Minha irmã enrugou o nariz contrariada e eu sorri, satisfeita. — Pode nos dar uma carona, Bella?

— Oh! É claro, se importam de ir com Edward? 

— Tudo bem por nós. — eu respondo antes que Bella seja mau educada com Teren. — Bella, eu só gostaria que mantivesse segredo sobre Teren e eu. Isso é muito importante.

Os olhos de Bella se arregalaram imediatamente e eu temi que ela já tivesse dado com a língua nos dentes, mas antes do que eu esperava Bella assentiu, concordando. 

— Aconteceu tanta coisa que eu mal me lembrava disso. — ela comentou com as bochechas coradas e eu sorri acenando com a cabeça. — Bem, vamos esperar por Edward, ele deve chegar em breve.

— Vou buscar minha bolsa. — aviso pulando da cadeira e subindo os degraus rapidamente. Minhas botas fazem um som que se chocam no assoalho de madeira e eu me pergunto se não deveria trocá-las por um par de tênis. 
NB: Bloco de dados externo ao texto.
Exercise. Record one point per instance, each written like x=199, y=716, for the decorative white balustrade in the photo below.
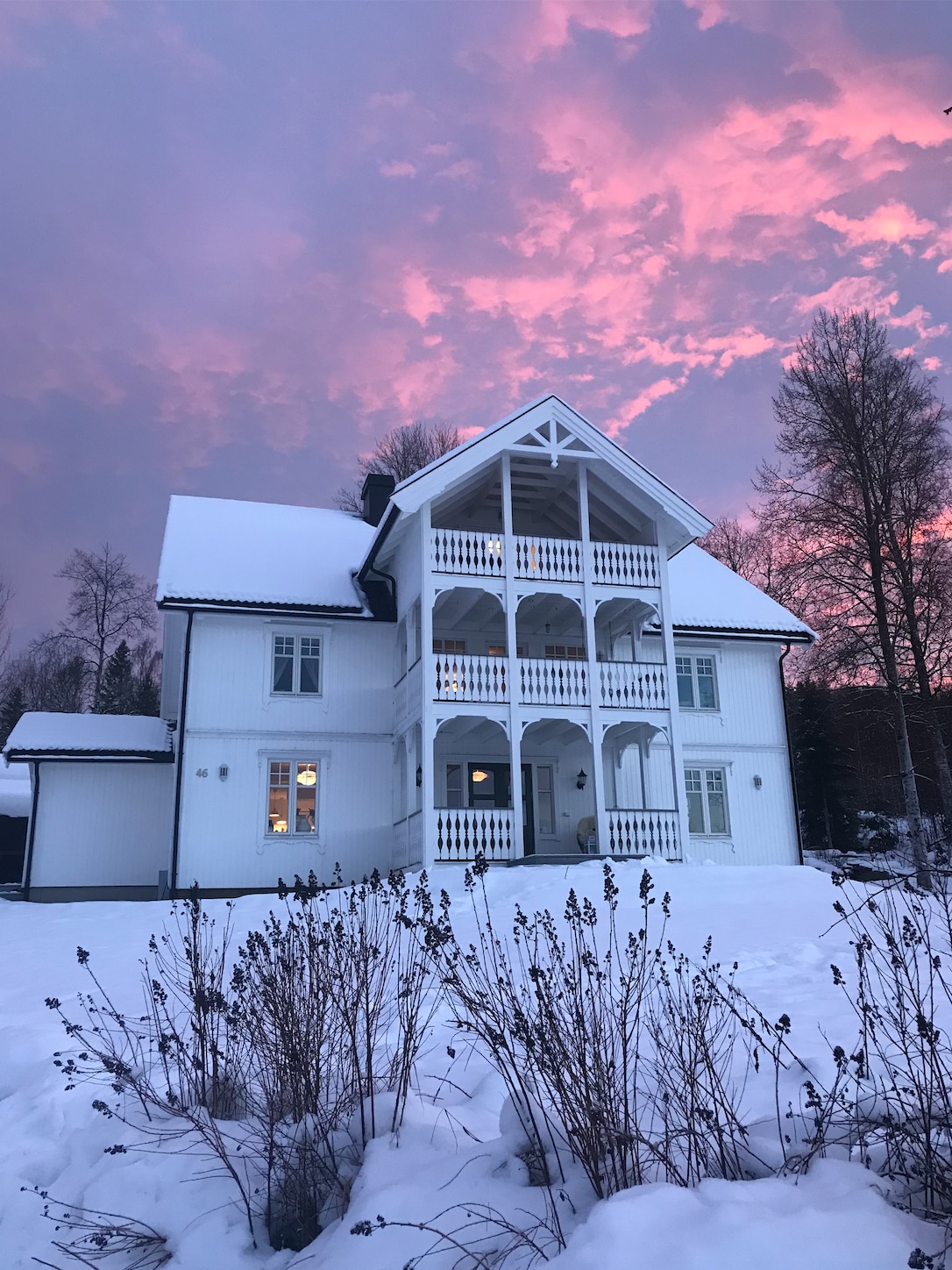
x=462, y=833
x=634, y=685
x=479, y=554
x=475, y=554
x=461, y=677
x=626, y=564
x=547, y=559
x=549, y=682
x=643, y=833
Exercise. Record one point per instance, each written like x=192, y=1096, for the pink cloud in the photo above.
x=892, y=224
x=399, y=168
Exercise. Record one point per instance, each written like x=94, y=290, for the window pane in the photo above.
x=686, y=689
x=310, y=665
x=455, y=785
x=280, y=780
x=706, y=697
x=716, y=802
x=283, y=668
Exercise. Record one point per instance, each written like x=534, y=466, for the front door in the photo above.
x=490, y=787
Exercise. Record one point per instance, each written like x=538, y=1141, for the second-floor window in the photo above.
x=296, y=665
x=697, y=685
x=566, y=652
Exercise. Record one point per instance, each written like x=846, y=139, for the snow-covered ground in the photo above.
x=776, y=922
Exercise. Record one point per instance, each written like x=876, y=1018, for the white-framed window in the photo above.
x=296, y=665
x=294, y=787
x=697, y=682
x=706, y=788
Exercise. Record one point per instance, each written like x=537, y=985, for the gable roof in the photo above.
x=683, y=522
x=224, y=553
x=707, y=596
x=45, y=734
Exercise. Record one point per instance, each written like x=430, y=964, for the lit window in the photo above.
x=292, y=796
x=296, y=665
x=566, y=652
x=707, y=800
x=697, y=685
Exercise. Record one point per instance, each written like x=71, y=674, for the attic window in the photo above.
x=296, y=665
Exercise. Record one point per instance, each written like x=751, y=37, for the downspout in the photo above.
x=179, y=761
x=28, y=869
x=790, y=752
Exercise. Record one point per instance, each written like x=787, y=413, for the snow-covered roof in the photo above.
x=45, y=734
x=223, y=552
x=706, y=595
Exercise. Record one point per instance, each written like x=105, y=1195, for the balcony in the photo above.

— E ai, como é a Itália? — perguntou Teren no andar debaixo e posso sentir a crítica escorrendo da sua voz, imagino Bella se encolhendo, tímida sobre o olhar intimidador da minha irmã mais nova. — Bonita como parece?
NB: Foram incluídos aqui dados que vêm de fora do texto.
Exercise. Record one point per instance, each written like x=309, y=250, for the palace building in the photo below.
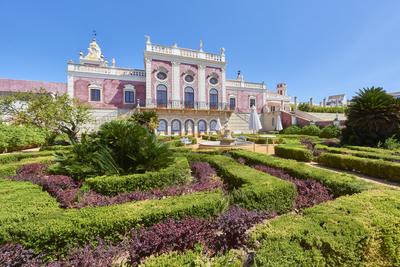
x=187, y=88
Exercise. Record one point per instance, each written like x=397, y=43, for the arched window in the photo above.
x=232, y=103
x=213, y=99
x=162, y=126
x=189, y=126
x=213, y=125
x=176, y=127
x=161, y=96
x=189, y=97
x=202, y=125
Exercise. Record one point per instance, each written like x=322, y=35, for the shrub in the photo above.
x=361, y=154
x=297, y=153
x=390, y=143
x=292, y=130
x=196, y=257
x=119, y=147
x=312, y=130
x=355, y=230
x=53, y=230
x=252, y=189
x=330, y=131
x=339, y=184
x=372, y=167
x=16, y=137
x=309, y=192
x=176, y=173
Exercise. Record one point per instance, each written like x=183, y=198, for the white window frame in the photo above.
x=130, y=88
x=255, y=101
x=96, y=87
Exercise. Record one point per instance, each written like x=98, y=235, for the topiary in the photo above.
x=311, y=130
x=330, y=131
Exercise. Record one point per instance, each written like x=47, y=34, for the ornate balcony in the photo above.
x=182, y=105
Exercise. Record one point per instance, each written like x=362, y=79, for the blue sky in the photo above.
x=318, y=47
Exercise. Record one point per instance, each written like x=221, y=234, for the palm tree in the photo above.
x=372, y=116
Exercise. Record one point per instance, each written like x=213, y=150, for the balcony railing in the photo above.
x=187, y=105
x=106, y=70
x=184, y=52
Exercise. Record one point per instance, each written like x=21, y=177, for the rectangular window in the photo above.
x=129, y=97
x=95, y=95
x=252, y=102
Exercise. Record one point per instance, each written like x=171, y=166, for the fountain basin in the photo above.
x=235, y=143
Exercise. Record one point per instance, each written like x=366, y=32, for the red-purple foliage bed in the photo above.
x=68, y=192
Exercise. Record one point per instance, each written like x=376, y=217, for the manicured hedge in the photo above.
x=374, y=149
x=372, y=167
x=232, y=258
x=10, y=168
x=339, y=184
x=18, y=137
x=291, y=152
x=357, y=153
x=358, y=230
x=176, y=173
x=40, y=226
x=252, y=189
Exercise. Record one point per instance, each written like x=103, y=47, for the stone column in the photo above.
x=169, y=129
x=70, y=86
x=149, y=87
x=176, y=94
x=223, y=88
x=202, y=87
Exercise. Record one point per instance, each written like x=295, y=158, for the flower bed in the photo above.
x=357, y=230
x=176, y=173
x=297, y=153
x=339, y=184
x=309, y=192
x=68, y=193
x=250, y=188
x=227, y=231
x=372, y=167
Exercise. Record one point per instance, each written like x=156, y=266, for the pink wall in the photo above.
x=155, y=65
x=184, y=68
x=112, y=94
x=10, y=85
x=209, y=71
x=242, y=99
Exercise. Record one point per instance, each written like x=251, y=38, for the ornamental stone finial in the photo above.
x=147, y=39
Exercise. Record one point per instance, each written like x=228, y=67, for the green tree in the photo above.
x=147, y=119
x=55, y=113
x=372, y=117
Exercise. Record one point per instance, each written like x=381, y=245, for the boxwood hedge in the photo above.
x=339, y=184
x=358, y=230
x=252, y=189
x=358, y=153
x=40, y=225
x=176, y=173
x=372, y=167
x=291, y=152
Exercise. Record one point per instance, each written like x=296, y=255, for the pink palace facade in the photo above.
x=187, y=88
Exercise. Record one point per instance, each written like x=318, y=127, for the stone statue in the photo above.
x=94, y=51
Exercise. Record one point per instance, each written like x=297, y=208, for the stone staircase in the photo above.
x=239, y=122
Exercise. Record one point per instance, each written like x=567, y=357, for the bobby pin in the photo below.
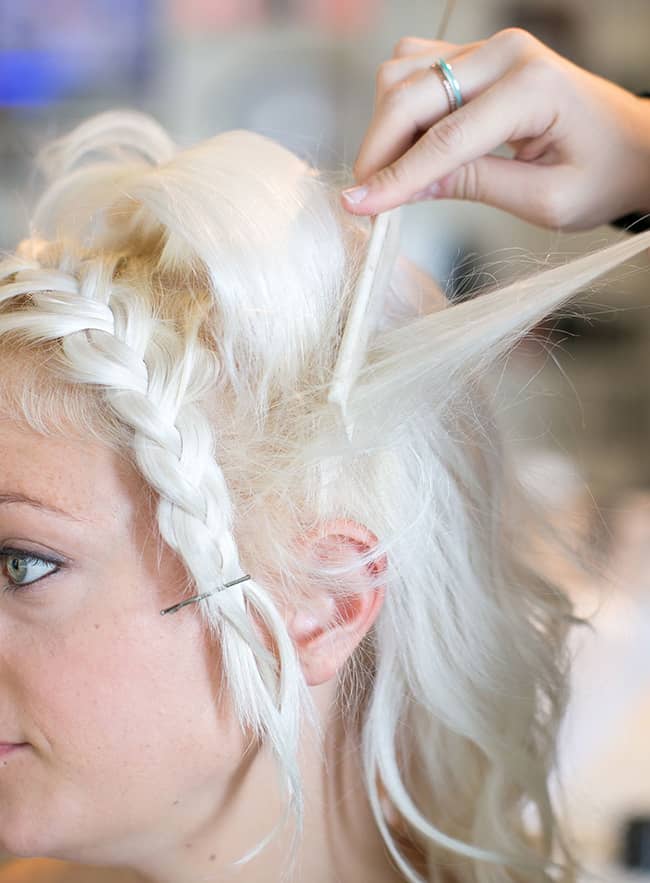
x=176, y=607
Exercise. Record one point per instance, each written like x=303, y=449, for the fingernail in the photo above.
x=355, y=195
x=430, y=191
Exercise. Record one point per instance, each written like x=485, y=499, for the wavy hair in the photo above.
x=185, y=308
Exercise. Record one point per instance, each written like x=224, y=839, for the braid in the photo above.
x=153, y=378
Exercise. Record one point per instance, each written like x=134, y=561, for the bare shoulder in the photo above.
x=45, y=870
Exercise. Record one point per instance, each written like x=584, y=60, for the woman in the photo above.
x=367, y=678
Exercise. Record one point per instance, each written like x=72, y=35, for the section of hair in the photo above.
x=185, y=307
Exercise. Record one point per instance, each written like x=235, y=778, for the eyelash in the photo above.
x=28, y=558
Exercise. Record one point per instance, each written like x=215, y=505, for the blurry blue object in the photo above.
x=70, y=47
x=32, y=78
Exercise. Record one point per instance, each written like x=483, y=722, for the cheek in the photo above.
x=125, y=725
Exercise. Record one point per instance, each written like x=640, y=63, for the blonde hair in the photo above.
x=185, y=307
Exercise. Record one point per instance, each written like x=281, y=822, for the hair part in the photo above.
x=185, y=307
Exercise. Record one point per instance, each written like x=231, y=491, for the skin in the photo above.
x=132, y=764
x=580, y=144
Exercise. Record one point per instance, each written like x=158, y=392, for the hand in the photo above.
x=580, y=144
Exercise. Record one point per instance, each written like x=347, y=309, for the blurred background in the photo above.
x=576, y=398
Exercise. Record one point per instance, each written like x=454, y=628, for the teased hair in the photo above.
x=185, y=307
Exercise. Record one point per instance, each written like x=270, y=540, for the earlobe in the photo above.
x=328, y=631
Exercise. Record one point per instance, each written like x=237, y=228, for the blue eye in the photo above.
x=16, y=564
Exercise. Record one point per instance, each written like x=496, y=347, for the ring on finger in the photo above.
x=450, y=84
— Não começa, Teren. — chamo sua atenção do começo das escadas e ela suspira, me lançando um olhar contrariado. Aliviada, Bella dá uma corridinha até a porta e eu puxo minha irmã rebelde de quinze anos para o canto. — Não é legal oprimir a Bella.

— Eu não...

— É claro que estava. E não é assim que somos, somos educadas, doces e compreensivas. Não faça disso algo maior que é, ela é responsável pela vida dela e nós pelas nossas. Cuidamos uma das outras e não nos atacamos agressivamente.

As bochechas de Teren coram e ela suspira, lançando um olhar chateada em direção à Bella, que agora abre a porta para seu namorado, Edward Cullen bonito e mortal. 

— Mas não deveríamos nos importar com um relacionamento claramente abusivo e desproporcional? 

É minha vez de suspirar. — Devemos, mas ser uma irmandade não tem nada haver com sobrepujar a vontade de outras mulheres. Tem haver com aconselhar e apoiar e é isso que devemos fazer por Bella. 

Teren bufa. — Eu odeio como você é a porra de uma garota sensata. — ela abaixa os ombros e eu sorrio, tocando seu cabelo. — Você sabe que é um cordeiro em pele de lobo, não sabe? — ela aponta para minha roupa e eu gargalho.

Eu estou usando um sobretudo preto, botas e jeans. Algo que Teren considera sombrio e assustador. Pra mim é só confortável, andar sem ser notada, esbarrada ou tocada. Eu gosto de ser só mais última na multidão, armazenando minhas memórias.